Cette anecdote qui n’est pas le fruit de
l’imagination résume à elle seule cette époque de la navigation à voile.
Les équipages étaient formés à la dure sur le tas.
Ces hommes, jamais sûrs du lendemain enduraient beaucoup de souffrances
physiques. Ils étaient fiers d’être des Cap Horniers. Ils travaillaient plus de
12 heures par jour, car à ce moment il n’y avait que 2 bordées.
Le commandant Evenou avoue néanmoins : Nous
naviguons dans des conditions rappelant probablement le Moyen-Âge... Nous
partions sans savoir si nous aurions la chance de revoir nos familles. Quand
nous revenions, nous ne savions même plus marcher, surtout s’il y avait eu du
mauvais temps, les jours précédant notre retour.
Ces hommes n’avaient pourtant qu’une idée en tête :
vivre sur la mer.
Avec nostalgie, le commandant Evenou nous l’a
confirmé.
J’ai fait les 2 guerres comme officier de la marine
nationale. Le commandant que je suis s’efface devant l’ancien Cap Hornier que
je fus. D’ailleurs, sur mes cartes de visites,, je suis pour tous ceux qui
m’ont connu, le Capitaine. Une époque révolue. J’ai connu l’évolution complète
de la marine : la voile, ensuite la vapeur et le charbon, enfin le mazout. Le
progrès a tout modifié. Toutefois, il y a une chose que l’on ne pourra jamais
remplacer : l’homme.
L’électronique, certes, nous a fait progresser sur
le plan technique. Saura-t-elle un jour comprendre, aimer les caprices de la
mer ? J’en doute fort !
Les souvenirs, bons ou mauvais, ne manquent pas chez
le commandant Evenou, on regrette même un peu qu’il ne les ait pas écrits. Il
s’en est justifié: A quoi bon ? La mode est en effet au livre, et bien souvent
aux mémoires. J’ai suffisamment de souvenirs pour remplir quelques feuilles, croyez-moi.

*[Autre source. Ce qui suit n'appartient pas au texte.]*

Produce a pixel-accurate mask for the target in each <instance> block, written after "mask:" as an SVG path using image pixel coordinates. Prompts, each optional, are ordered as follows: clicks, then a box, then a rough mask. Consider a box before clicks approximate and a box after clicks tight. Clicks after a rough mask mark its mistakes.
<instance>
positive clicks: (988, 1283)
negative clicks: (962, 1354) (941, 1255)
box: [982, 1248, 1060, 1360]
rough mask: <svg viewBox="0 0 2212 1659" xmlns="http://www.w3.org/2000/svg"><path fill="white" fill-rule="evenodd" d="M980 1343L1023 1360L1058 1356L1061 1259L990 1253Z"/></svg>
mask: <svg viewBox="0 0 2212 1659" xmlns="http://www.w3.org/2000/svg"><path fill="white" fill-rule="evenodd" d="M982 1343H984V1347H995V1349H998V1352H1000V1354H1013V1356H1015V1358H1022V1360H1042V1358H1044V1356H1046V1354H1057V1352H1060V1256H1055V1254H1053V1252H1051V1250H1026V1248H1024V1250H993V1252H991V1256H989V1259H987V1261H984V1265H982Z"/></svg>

Je n’en ai jamais éprouvé le besoin. Et puis c’est le passé. Naturellement, je
vis avec mes souvenirs. Je préfère les rappeler que de les écrire. C’est plus
plaisant, plus vivant allais-je dire !
Officier de la Légion d’Honneur, Commandeur de l’Ordre
National du Mérite et titulaire d’une quinzaine de décorations (dont certaines
pour divers actes de bravoure), l’ancien Cap Hornier n’en demeure pas moins un
homme simple. Cela ne l’a pas empêché de participer à des émissions de
télévision dont « les grandes aventures de la mer » animées par
Pierre Bellemare.
En guise de conclusion, il nous a confié : Je suis
probablement le plus ancien Cap Hornier de la région et de surcroît, l’un des
derniers témoins d’une merveilleuse époque. De le savoir, cela m’honore et
c’est en définitive, ce qui me fait le plus grand plaisir.
Propos recueillis par A. Le Nedelec.